2. Temas para pensar:

¿Comprendo que la mejor manera para conocerle a Jesús es contarle con sencillez mi vida, lo que he hecho cada día, mis preocupaciones, mis alegrías...? ¿Le trato como a un amigo? ¿Lucho contra las distracciones en la oración y la Misa?

¿Llevo los Evangelios a mi oración? ¿Considero en mi oración la liturgia de la Iglesia? Rezo por el Papa, por los Obispos, por los cristianos perseguidos, por la Iglesia entera, con espíritu de comunión?


3. Rezar con los santos

Santa Teresa de Avila

*Aquellos ratos que estamos en la oración; sea cuan flojamente estés, Dios los tiene en mucho.

San Juan de la Cruz

*Buscad leyendo y hallaréis meditando.

San Juan Bosco

*Cada mañana encomendad a Dios las ocupaciones del día.

San Basilio

*¿Cómo conseguiréis vencer las distracciones en la oración? Pensando seriamente en que Dios os está mirando.

San Teresa de Jesús

*Como se haga la oración que es lo más importante, no dejará de hacerse todo lo demás...

San Alfonso María de Ligorio

*Conformarse con la voluntad de Dios es la oración más hermosa del alma cristiana.

San Maximiliano Mc Kolbe

*Con la oración conocemos nuestro puesto en presencia de Dios, quién es Dios y quiénes somos nosotros.

San Ignacio de Antioquía

*Cuando os reunís con frecuencia para la alabanza divina, se debilita el poder de Satanás, y la concordia de vuestra fe le impiden causaros mal alguno.

San Juan Bosco

*Cuando rezas observa un orden en tus peticiones: pide en primer lugar los bienes espirituales, el perdón de los pecados, la luz para conocer la voluntad de Dios, la fuerza para mantenerte en su gracia; después pide la salud física, la bendición sobre tu familia, el alejamiento de las desgracias y la seguridad en el trabajo....

Beata Madre Teresa de Calcuta

*Debemos amar la oración. La oración dilata el corazón hasta el punto de hacerlo capaz de contener el don que Dios nos hace de Sí mismo.

San Juan Clímaco

*Dios da la oración a quien reza.

Santa Teresa de Avila

*El cimiento de la oración va fundado en la humildad, y mientras más se abaja un alma en la oración, más la sube Dios.

San Pío de Pieltrecina

*El don de la oración está en manos del Salvador. Cuanto más té vacíes de ti mismo, es decir, de tu amor propio y de toda atadura carnal, entrando en la santa humildad, más lo comunicará Dios a tu corazón.

San Josemaría Escrivá

* La oración –recuérdalo– no consiste en hacer discursos bonitos, frases grandilocuentes o que consuelen... Oración es a veces una mirada a una imagen del Señor o de su Madre; otras, una petición, con palabras; otras, el ofrecimiento de las buenas obras, de los resultados de la fidelidad...

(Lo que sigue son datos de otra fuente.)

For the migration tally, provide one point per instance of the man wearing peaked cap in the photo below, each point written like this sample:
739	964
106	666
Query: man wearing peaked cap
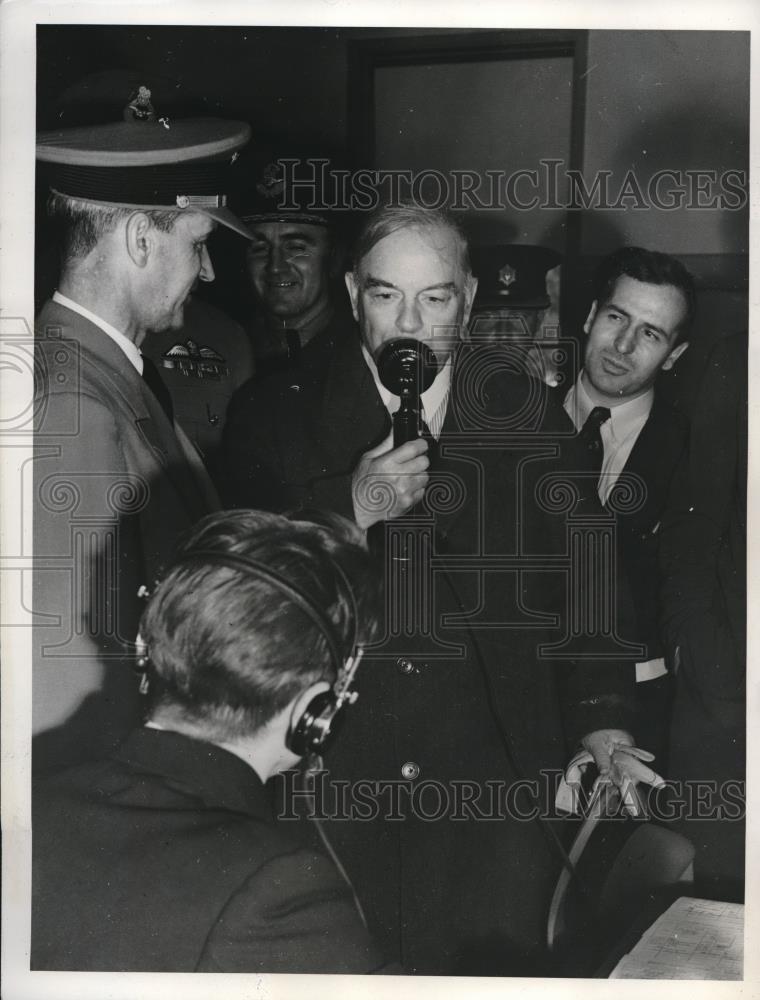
299	315
116	480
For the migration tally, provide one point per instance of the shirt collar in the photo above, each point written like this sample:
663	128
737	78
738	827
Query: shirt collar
432	399
624	418
126	345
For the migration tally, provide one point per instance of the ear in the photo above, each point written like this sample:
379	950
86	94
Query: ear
352	284
301	701
674	355
470	288
590	317
140	238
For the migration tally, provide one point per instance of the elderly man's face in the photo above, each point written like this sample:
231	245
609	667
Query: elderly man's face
411	285
289	267
181	260
631	337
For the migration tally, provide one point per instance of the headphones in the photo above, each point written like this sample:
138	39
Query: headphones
319	722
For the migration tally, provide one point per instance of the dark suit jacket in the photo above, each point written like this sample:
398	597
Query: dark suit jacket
704	606
166	858
464	703
654	459
115	485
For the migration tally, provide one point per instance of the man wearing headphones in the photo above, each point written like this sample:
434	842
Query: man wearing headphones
175	863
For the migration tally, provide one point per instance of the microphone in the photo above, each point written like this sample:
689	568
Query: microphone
407	368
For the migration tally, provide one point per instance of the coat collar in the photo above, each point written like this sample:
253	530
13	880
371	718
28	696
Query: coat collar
205	771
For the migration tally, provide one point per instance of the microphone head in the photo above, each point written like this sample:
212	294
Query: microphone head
407	367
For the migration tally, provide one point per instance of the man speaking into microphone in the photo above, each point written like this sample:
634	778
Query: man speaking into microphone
463	694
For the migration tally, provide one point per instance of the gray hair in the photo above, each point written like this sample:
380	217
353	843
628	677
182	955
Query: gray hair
408	215
83	223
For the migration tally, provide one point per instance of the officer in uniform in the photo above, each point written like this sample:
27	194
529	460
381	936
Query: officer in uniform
116	480
293	264
203	363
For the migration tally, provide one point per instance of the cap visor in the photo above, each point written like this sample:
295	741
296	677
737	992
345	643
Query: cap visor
226	218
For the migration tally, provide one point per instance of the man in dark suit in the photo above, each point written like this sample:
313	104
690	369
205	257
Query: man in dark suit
470	691
172	860
636	328
115	478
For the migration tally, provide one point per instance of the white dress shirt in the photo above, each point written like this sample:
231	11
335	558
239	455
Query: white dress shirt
619	435
124	343
434	401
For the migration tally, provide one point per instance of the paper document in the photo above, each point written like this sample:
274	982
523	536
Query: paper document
693	939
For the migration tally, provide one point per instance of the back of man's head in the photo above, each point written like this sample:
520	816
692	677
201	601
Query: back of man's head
652	268
228	649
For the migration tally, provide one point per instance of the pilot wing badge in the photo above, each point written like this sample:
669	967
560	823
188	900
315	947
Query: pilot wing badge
196	361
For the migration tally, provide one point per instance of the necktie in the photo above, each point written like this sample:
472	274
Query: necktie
427	434
591	435
157	386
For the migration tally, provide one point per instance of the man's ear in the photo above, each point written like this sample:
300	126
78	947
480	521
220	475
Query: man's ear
352	284
674	355
300	702
140	238
590	317
470	288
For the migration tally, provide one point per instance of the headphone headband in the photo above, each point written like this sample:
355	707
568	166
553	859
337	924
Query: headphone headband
315	727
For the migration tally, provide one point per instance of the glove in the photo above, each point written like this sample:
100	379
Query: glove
620	764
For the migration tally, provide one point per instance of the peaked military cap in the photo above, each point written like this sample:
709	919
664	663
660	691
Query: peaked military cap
148	161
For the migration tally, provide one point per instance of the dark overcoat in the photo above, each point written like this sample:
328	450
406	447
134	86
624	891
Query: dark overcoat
472	693
165	857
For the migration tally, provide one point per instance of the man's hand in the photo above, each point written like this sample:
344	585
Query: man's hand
621	764
388	481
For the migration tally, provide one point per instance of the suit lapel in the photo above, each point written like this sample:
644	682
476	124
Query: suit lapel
655	454
112	375
353	418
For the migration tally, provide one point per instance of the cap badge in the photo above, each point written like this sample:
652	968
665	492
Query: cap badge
272	181
507	277
140	108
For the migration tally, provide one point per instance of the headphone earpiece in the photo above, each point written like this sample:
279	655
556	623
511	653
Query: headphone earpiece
316	725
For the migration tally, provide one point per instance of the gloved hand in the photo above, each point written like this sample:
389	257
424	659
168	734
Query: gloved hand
620	764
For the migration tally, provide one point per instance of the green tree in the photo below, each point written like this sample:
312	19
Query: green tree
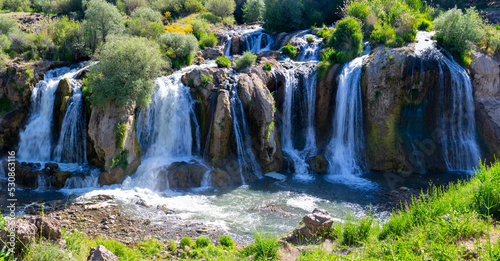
126	71
102	19
222	8
282	15
253	10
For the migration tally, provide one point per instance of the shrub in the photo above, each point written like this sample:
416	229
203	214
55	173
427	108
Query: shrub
17	5
253	10
172	245
7	25
65	6
282	15
102	19
347	38
146	22
208	40
265	247
21	41
226	241
179	47
200	27
458	31
202	242
223	62
222	8
129	81
41	6
246	60
186	241
290	51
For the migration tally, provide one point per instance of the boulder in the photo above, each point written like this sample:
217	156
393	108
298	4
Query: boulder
485	73
100	253
211	53
318	164
258	104
222	127
61	97
312	228
103	149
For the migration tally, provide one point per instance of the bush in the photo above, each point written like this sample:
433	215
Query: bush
181	48
202	242
347	38
246	60
17	5
65	6
7	25
186	241
146	23
226	241
222	8
253	10
282	15
102	19
458	31
290	51
223	62
208	40
129	81
200	27
265	247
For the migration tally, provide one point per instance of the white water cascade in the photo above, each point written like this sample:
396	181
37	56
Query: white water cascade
167	131
35	143
345	151
246	158
456	111
71	146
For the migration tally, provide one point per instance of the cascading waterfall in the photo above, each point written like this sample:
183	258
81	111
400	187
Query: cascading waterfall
299	105
167	131
36	138
246	158
345	151
71	146
456	111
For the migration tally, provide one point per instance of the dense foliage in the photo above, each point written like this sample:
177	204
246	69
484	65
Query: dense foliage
125	73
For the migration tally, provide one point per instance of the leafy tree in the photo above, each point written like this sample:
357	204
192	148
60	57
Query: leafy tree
102	19
253	10
282	16
181	48
222	8
126	71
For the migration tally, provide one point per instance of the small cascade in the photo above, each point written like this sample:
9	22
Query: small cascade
455	109
71	146
35	143
246	158
167	131
345	151
298	135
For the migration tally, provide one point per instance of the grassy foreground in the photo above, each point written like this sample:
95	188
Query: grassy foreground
454	223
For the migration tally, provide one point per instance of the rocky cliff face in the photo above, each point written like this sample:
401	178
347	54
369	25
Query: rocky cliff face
485	72
117	160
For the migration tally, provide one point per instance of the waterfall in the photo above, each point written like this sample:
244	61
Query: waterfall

* Como el soldado que está de guardia, así hemos de estar nosotros a la puerta de Dios Nuestro Señor: y eso es oración. O como se echa el perrillo, a los pies de su amo.

–No te importe decírselo: Señor, aquí me tienes como un perro fiel; o mejor, como un borriquillo, que no dará coces a quien le quiere.

* ¿Que no sabes orar? -Ponte en la presencia de Dios, y en cuanto comiences a decir: "Señor, ¡que no sé hacer oración!...", está seguro de que has empezado a hacerla.

* Me has escrito: "orar es hablar con Dios. Pero, ¿de qué?" -¿De qué? De El, de ti: alegrías, tristezas, éxitos y fracasos, ambiciones nobles, preocupaciones diarias..., ¡flaquezas!: y hacimientos de gracias y peticiones: y Amor y desagravio.

En dos palabras: conocerle y conocerte: "¡tratarse!"